« Changeons au plus vite notre système de dons de gamètes ! »

La procréation médicalement assistée (PMA) pour toutes les femmes est désormais autorisée en France (le décret a été publié au Journal officiel le 29 septembre). Entretien avec Mikael Agopiantz, coordonnateur du Centre d’AMP du CHRU de Nancy

 

WUD : Les décrets d’application qui vont permettre de faire de la PMA pour toutes une réalité sont enfin arrivés. Une satisfaction ?

M. A. : C’était une promesse qui datait de 2017 ! Trois ans après, nous y sommes enfin : après la promulgation de la loi de bioéthique, le 2 août, nous allons avoir une quarantaine de textes réglementaires (décrets et arrêtés) pour mettre en musique cette nouvelle législation. Le premier décret, publié le 29 septembre, ouvre de manière officielle et pérenne la PMA pour toutes. Il édicte que tout ce qui relève du guide des bonnes pratiques dans un centre d’AMP peut être désormais appliqué aux couples de femmes et aux femmes célibataires. Les deux autres articles du décret concernent les limites d’âge pour l’AMP, la préservation de fertilité dite sociétale et la réutilisation des gamètes et des embryons congelés. La dernière partie concerne la constitution de l’équipe clinico-biologique pluridisciplinaire qui doit comprendre des gynécologues spécialisés en fertilité, des biologistes de la reproduction, un médecin qualifié en urologie ou en chirurgie générale ou en gynécologie-obstétrique pour le prélèvement de spermatozoïdes, un psychiatre, un psychologue ou un infirmier disposant d'une formation ou d'une expérience en psychiatrie, et enfin, si besoin, un assistant de service social.

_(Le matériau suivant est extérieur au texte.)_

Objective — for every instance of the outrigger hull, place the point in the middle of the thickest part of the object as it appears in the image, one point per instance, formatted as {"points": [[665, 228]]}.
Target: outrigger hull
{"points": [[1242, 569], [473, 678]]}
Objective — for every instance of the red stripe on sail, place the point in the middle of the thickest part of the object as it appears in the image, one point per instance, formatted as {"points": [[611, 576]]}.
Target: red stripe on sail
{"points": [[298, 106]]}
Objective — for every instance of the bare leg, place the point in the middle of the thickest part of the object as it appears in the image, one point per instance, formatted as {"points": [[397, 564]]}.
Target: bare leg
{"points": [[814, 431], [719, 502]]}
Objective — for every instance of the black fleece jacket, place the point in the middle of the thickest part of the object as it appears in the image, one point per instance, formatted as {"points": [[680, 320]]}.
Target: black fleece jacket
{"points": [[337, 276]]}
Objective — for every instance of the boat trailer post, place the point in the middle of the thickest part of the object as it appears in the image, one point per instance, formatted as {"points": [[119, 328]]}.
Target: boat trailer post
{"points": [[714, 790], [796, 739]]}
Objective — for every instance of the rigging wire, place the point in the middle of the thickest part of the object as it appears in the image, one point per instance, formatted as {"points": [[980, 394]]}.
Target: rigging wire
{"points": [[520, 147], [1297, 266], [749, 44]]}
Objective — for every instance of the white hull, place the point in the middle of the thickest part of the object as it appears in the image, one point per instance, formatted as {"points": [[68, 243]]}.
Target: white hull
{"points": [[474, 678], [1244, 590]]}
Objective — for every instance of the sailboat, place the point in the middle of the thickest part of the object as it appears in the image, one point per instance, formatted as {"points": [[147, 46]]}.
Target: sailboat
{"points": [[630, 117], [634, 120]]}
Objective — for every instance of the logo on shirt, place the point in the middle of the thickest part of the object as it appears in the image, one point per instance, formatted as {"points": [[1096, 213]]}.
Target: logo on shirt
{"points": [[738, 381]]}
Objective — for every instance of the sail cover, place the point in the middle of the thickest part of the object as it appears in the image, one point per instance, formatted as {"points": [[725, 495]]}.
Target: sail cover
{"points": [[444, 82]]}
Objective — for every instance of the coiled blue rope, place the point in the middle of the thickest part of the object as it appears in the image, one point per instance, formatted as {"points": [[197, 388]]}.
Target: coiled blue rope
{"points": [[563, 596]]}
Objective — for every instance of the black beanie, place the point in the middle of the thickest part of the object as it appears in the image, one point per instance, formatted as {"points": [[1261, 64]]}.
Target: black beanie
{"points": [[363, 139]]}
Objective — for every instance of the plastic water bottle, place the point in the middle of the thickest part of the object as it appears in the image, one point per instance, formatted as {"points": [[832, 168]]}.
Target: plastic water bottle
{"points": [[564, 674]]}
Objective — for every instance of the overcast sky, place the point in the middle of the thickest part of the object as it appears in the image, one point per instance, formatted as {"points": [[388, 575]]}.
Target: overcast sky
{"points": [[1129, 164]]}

WUD : Le ministre des Solidarités et de la Santé, Olivier Véran, s’est personnellement impliqué sur le sujet...

M. A. : Et je souhaite ici l’en féliciter. Il a organisé une réunion à la mi- septembre avec les directeurs d’établissements, les responsables et coordonnateurs des centres d’AMP, pour annoncer que les décrets allaient enfin être publiés. Il nous a également annoncé un calendrier précis : PMA pour toutes fin septembre, le texte relatif à l’autoconservation dite sociétale des ovules et des spermatozoïdes en novembre ; et en fin d’année, nous aurons le texte pour l’accès aux origines, pour que les enfants issus de don de gamètes ou d’embryons puissent avoir à leur majorité -s’ils le souhaitent- accès à des données (identifiantes ou non) sur les donneurs.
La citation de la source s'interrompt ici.